Lese-Eindruck: Es sprach der Mond zur Erde. Noa Noa – Erzählungen und Briefe aus der Südsee, von Paul Gauguin, Markus Bernauer

Die Hauptgeschichte Noa Noa ist ein Konglomerat: Paul Gauguin

  • erzählt ein paar Erlebnisse von seinem Tahiti-Abenteuer, vor allem mit seiner blutjungen Gefährtin, und
  • flicht länglich örtliche Göttersagen ein.

Kostprobe:

Aus dem Zwiegespräch zwischen Hina und Tefatou geht hervor, dass Mensch und Erde untergehen, während der Mond und die Wesen, welche ihn bewohnen… Roüa Hatou, eine Art tahitischer Neptun, schlief auf dem Meeresgrund…

Er schreibt teils scheinbar bewusst vag und sprunghaft und kritisiert unentwegt den französischen Kolonialismus.

Womöglich sorgt die historische erste Übersetzung für weitere Verständnisprobleme. Wie gerne hätte ich eine neue, aktuelle Übersetzung gehabt; warum traktiert der Verlag seine Leser mit der Erstübersetzung? Nach der ersten Geschichte folgen Wiederholungen einzelner Teile offenbar in einer anderen Übersetzung, aber mit ähnlichem Inhalt.

Kleinere Farbabbildungen durchsetzen die erste Geschichte Noa Noa. Dadurch erstreckt sich dieser Text über rund 96 Seiten, gefühlte Länge etwa 50 Seiten. Später gibt es doppelseitig eine historische, verwaschene Landkarte. Eine aktuelle, sauber gedruckte Landkarte hätte mehr geholfen. Dem folgen Gauguinsche Briefe und Aufsätze. Genau wie die Hauptgeschichte sagen sie denjenigen Lesern wenig, die Gauguins Biografie nicht schon kennen.

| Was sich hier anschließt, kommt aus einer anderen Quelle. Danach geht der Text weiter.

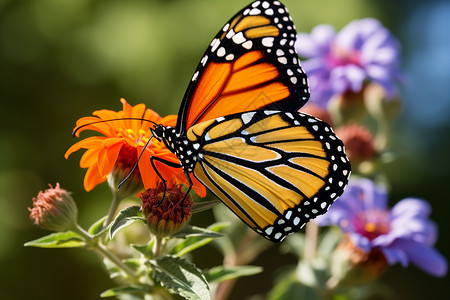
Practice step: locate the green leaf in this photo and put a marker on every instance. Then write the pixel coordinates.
(68, 239)
(201, 206)
(195, 242)
(145, 250)
(120, 290)
(194, 231)
(125, 217)
(222, 273)
(288, 287)
(97, 228)
(181, 277)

Weiter geht’s mit langen, enggedruckten bibliographische Notizen, offenbar von Markus Bernauer, zur Entstehung der Textfassungen und zu den anschließenden Briefen. Es geht ausdrücklich um die Entstehung der Texte, nicht um Gauguins Aufenthalt selbst, nicht um eine Klarstellung des Passierten und nicht um Gauguins Kunst. Ein weiteres langes, eng gedrucktes Nachwort erläutert gutteils die Wirkung des Noa-Noa-Textes auf erregte Europäer.

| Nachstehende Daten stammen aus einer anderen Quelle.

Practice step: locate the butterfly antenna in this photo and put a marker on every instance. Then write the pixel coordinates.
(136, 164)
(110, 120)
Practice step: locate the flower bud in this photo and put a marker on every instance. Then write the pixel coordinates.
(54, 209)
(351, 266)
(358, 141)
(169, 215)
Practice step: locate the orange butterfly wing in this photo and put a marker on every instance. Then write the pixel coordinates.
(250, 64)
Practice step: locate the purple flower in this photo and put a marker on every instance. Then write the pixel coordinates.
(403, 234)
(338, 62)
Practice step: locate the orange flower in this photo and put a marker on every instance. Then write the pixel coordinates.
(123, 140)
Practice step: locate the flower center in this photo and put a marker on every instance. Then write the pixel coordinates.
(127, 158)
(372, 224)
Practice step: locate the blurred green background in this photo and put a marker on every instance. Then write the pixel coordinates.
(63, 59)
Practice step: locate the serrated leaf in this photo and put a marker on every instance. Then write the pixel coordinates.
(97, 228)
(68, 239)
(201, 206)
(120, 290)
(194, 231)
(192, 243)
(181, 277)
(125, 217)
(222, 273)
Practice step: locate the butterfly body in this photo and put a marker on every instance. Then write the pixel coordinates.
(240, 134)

Aus der editorischen Notiz S. 255:

Unregelmäßigkeiten in den Vorlagen, etwa bei der Namensschreibung, wurden belassen (auch wenn an der Qualität der Texte in Malingues Lettres erhebliche Zweifel bestehen)

Na danke.

Politisch korrekt:

Paul Gauguin schreibt gezielt un-feministisch und un-antikolonialistisch:

Zuerst sah ich nur ihre Menschenfresserkiefer, ihre zum Zerreißen bereiten Zähne, den lauernden Blick eines grausamen, listigen Tieres und fand sie trotz einer schönen edlen Stirn sehr hässlich… diese schwarzen Wesen mit den Kannibalen- Zähnen… Dennoch wollen alle “genommen”, buchstäblich brutal genommen sein… eine solche Dirne…

Die Übersetzung:

Überzeugt nicht immer, einige Kostproben:

Der immer wechselvoller gestaltete Fluss… Paroxysmus… der australischen Seele (gemeint sind die Tahitianer)…

Assoziation:

Persönliche Erklärung:

Ich hatte ein paar Absätze von Noa Noa als Radio-Lesung gehört. Das waren Teile, in denen Gauguin seine Gefährtin gerade kennengelernt hatte. Der naive, zugewandte Ton amüsierte, und mir war klar, dass Gauguin nicht wahrheitsgetreu berichtet. Trotzdem wollte ich gerne mehr davon lesen. Doch der Gesamttext enttäuscht. Man meint, Gauguin spiele bewusst mit verkaufsfördernden Erwartungen, die er jedoch nicht erfüllt.